En retour, cela nous renseignerait sur la façon dont notre système solaire s’est formé et selon le scientifique planétaire Leigh Fletcher de l’université de Leicester (Angleterre) :
Pendant la formation de notre système solaire, l’équilibre entre l’azote et le soufre (et donc l’ammoniac et le sulfure d’hydrogène récemment détecté sur Uranus) a été déterminé par la température et l’emplacement de la formation de la planète.

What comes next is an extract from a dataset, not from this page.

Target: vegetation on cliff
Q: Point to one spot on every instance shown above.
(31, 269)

Cela signifie que les géantes gazeuses, Saturne et Jupiter, se sont probablement formées indépendamment des planètes glacées, Uranus et Neptune; et toutes celles-ci se seraient formées indépendamment des planètes rocheuses internes Mercure, Vénus, Terre et Mars.
La prochaine génération de télescopes terrestres et spatiaux, comme le télescope géant Magellan et le télescope spatial James Webb, pourrait être en mesure d’obtenir un peu plus de détails.
Cependant, pour une analyse vraiment détaillée, il faudrait envoyer une sonde spatiale pour étudier Uranus. La NASA a mené une étude sur ce type de sonde, bien qu’elle ne serait pas lancée avant au moins quelques années si la mission est finalement acceptée.
Pour ce qui est d’y envoyer des humains, nous essayons toujours de déterminer les moyens logistiques pour nous rendre sur Mars, et Uranus est presque 5 fois plus éloignée. Mais si c’était le cas, l’odeur de l’ammoniac et du sulfure d’hydrogène serait la moindre de nos préoccupations, comme le précise Irwin :
L’asphyxie et l’exposition dans l’atmosphère négative de 200 degrés Celsius, faite principalement d’hydrogène, d’hélium et de méthane, auraient des conséquences bien avant l’odeur.
L’étude publiée dans Nature Astronomy : Detection of hydrogen sulfide above the clouds in Uranus’s atmosphere et présentée sur le site de l’université d’Oxford : What do Uranus’s cloud tops have in common with rotten eggs?